Can I tie a rope to the dead hog and float it behind my kayak? Will it float? Will it still float if I dressed it?  The paddle back to the truck is about 1.5 mile.


----------



## lagrangedave (Nov 28, 2013)

I've got a canoe, just sayin'! Good question though.


----------



## bigkga69 (Nov 28, 2013)

yes they float, float him out before field dressing though...keep your rope short and directly behind you so he wont drag too much...I like to put them in the cold water for a bit after gutting one, just cleans them out and cools them off...deer are the same way but deer float because their hair is hollow...


----------



## relicshunter (Nov 28, 2013)

I second that, yes they float before cleaning. Last year I dropped a pretty large sow and called my husband on the radio. I said "it's a nice sow but your going to be mad cause it's big". He remembered a flooded area about 100 yds down from us. The difference of going down to the water and out easily, verses straight out on dry land was an quick decision.


----------



## 22mag Hunter (Nov 28, 2013)

Fantastic! Thanks for the first hand reports! I've read a few second hand posts, but didn't have enough confidence to go through with it.

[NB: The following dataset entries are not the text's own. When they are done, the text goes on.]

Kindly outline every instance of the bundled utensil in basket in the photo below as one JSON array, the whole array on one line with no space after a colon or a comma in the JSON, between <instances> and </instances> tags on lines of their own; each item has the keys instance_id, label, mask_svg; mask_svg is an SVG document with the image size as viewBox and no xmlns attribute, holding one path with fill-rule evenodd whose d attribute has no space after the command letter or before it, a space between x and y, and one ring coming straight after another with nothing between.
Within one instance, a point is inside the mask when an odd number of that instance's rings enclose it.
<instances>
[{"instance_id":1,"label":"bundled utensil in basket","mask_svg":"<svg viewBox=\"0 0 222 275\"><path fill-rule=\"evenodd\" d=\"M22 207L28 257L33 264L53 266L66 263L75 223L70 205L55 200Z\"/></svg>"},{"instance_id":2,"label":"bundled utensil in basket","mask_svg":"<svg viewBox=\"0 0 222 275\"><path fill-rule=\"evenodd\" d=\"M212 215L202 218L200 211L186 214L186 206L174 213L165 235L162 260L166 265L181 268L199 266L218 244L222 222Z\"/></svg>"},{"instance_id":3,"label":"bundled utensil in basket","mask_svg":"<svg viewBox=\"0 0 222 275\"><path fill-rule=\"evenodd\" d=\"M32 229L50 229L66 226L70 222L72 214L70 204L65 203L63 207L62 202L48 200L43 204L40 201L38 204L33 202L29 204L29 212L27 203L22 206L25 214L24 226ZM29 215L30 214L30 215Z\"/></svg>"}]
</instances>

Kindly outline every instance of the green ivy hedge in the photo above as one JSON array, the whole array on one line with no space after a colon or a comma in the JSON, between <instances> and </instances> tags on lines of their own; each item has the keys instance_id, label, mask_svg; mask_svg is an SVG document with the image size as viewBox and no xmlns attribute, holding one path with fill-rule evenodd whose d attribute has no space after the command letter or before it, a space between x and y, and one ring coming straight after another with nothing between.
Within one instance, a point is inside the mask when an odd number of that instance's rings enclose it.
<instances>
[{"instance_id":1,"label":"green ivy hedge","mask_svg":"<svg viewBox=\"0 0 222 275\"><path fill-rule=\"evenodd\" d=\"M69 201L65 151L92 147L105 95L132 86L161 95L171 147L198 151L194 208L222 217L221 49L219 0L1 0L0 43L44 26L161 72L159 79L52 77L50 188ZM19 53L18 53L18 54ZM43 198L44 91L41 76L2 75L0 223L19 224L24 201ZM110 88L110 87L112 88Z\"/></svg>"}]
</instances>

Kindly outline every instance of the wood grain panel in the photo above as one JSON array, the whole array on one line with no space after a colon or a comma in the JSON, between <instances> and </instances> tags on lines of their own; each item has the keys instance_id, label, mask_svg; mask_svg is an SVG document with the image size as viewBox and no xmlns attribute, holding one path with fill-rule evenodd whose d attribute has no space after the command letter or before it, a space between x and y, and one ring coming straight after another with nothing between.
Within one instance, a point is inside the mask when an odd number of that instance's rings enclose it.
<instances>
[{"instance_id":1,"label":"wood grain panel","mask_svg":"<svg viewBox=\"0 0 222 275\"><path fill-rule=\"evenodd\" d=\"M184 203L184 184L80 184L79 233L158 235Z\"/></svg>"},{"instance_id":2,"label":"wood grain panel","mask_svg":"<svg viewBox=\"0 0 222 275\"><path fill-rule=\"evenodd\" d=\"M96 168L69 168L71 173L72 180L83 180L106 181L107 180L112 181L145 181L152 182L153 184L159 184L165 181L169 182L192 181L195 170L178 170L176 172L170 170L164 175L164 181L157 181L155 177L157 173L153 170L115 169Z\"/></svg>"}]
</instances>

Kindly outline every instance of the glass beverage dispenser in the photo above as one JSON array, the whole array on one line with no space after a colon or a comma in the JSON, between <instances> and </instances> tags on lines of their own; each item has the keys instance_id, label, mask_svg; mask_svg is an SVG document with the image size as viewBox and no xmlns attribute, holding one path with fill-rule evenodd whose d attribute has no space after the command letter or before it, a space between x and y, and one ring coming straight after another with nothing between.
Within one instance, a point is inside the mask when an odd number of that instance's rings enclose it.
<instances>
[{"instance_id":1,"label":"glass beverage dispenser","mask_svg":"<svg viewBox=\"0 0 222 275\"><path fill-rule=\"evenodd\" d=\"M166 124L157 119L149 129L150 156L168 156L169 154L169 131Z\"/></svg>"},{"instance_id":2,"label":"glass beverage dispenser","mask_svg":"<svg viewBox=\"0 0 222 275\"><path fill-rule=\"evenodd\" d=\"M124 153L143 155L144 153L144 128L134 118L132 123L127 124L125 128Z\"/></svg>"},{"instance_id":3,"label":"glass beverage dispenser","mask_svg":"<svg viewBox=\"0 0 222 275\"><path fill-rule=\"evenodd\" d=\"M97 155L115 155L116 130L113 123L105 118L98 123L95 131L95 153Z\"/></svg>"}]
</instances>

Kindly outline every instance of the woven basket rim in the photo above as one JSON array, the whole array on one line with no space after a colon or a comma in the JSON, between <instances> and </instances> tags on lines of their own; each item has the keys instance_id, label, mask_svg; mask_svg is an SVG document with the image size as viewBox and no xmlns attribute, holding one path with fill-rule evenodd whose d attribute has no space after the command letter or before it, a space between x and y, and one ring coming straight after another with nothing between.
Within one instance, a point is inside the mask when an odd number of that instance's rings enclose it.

Had a huge sow in my sights last time I went over there, but didn't really have a plan how to recover the meat.


----------



## d-a (Nov 28, 2013)

Another option is to cut the hams, shoulders and backstaps off in the field. I can get a 200lb hog in four 2 1/2 gallon zip lock bags. I then place them in a office trash can that's 10 gallon size and strap it to the boat. 

d-a


----------



## panfish (Nov 28, 2013)

I know they say hogs float but, I shot about a 200 pound boar a few years ago and it rolled down a hill right into a five foot deep creek; went straight to the bottom and didn't even float for a second. Maybe mine had too much lead in it when I shot it.


----------



## bigkga69 (Nov 28, 2013)

panfish said:


> I know they say hogs float but, I shot about a 200 pound boar a few years ago and it rolled down a hill right into a five foot deep creek; went straight to the bottom and didn't even float for a second. Maybe mine had too much lead in it when I shot it.



I don't know if it matters but when it comes to pigs, I head shoot them, I don't know if a body shot would affect ones floatation...maybe?  IDK..?


----------



## Tadpole23 (Nov 29, 2013)

I've tried towing a hog behind my kayak before. It was a lot of work. I paddled for 30 mins and only got 50 yards. Its way too much drag to pull so I carry my other kayak and put hog in it then drag kayak it works a lot better.


----------



## Bwdonald (Nov 30, 2013)

I would think that would be a lot of drag as well.  What about buying a cheap tube or pool type float?  Take a hand pump with you and tow it out that way?


----------



## 22mag Hunter (Nov 30, 2013)

It will probably turn into a gameday decision IF I finally get on a hog.  I will be hunting with a buddy, so 2 kayaks between us.  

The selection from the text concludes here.